Autor: kristofferp  godzina: 08:05
Darant To dobry zestaw do polowanie na lisy na wabia. Na zbiorówki marginalny. DB.

Autor: Łukasz z lasu  godzina: 08:40
Taka kniejówka to dobry zestaw na polowanie na wab czy polowanie z podchodu.

Autor: Shirley  godzina: 09:24
mam 223/20 używam tylko na lisy na wab, i na lisy pędzone, można też sobie za koziołkiem z tym pochodzić ale to nie moja bajka bo ja kozły to ojcu zostawiam (jak chodzę za lisem to notuję sobie gdzie fajne kozły są i ojciec ma ułatwione zadanie). A na zbiorówki takie gdzie może być każdy rodzaj zwierzyny to jednak trojak jest niezastąpiony.

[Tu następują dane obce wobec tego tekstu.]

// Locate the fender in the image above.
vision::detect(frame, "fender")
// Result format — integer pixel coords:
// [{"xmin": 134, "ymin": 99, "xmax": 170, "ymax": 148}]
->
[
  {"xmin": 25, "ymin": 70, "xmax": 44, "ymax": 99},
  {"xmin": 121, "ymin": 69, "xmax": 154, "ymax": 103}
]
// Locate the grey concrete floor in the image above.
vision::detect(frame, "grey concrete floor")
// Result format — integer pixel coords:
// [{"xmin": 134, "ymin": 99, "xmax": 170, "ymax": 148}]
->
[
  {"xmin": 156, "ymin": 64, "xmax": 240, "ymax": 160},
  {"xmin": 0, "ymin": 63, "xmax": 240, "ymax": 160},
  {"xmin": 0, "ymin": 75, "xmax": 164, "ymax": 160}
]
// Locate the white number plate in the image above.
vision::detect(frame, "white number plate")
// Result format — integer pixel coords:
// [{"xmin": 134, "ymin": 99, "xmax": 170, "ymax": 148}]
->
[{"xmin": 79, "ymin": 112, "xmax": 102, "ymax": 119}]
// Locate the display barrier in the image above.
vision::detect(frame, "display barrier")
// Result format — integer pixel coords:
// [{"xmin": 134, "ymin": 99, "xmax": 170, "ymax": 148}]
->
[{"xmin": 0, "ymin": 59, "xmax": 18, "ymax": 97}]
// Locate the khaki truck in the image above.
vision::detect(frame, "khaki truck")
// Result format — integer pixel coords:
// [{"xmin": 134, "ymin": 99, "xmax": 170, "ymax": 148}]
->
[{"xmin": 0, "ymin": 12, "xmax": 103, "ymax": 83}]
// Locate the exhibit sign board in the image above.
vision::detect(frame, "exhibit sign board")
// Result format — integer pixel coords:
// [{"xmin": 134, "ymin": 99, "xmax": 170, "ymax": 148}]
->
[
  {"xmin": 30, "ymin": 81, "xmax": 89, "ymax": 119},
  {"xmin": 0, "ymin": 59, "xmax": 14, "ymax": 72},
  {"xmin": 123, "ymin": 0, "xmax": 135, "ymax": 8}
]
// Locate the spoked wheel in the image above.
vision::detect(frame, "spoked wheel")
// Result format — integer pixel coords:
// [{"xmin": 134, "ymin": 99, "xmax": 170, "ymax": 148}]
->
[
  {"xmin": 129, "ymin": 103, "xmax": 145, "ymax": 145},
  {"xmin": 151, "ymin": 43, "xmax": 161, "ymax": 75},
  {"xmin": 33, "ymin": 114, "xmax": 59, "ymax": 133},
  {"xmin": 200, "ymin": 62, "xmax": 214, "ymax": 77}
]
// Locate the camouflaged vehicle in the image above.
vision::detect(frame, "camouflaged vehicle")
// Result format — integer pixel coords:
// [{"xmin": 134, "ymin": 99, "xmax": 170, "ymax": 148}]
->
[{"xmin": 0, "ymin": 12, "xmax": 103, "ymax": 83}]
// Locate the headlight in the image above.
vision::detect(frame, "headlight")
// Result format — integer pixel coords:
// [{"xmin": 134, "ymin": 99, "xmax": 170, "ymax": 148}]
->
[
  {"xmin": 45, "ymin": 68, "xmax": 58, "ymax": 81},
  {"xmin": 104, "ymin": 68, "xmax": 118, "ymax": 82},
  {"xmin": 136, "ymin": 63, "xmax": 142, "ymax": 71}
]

Autor: porze1  godzina: 10:24
Dla mnie to jest co najmniej dziwne, że w dostępnych w Polsce kniejówkach wszędzie są 222 i 223 a w zasadzie nigdzie nie ma 7,62x39. Przy strzelaniu "z wolnej ręki", a niekiedy nawet "z rzutu" na max. 50 - 70 metrów kaliber precyzyjny i płakorowy to gruba pomyłka, nawet na lisa. Z kolei na zasiadce łamaniec nie będzie tak celny jak czterotakt, więc potencjał naboju i tak sie marnuje. Kwestia "ideolo" jest absurdalna, bo co za różnica, czy to jest nabój "kałacha", czy "black-rifle" - oba są szturmowe.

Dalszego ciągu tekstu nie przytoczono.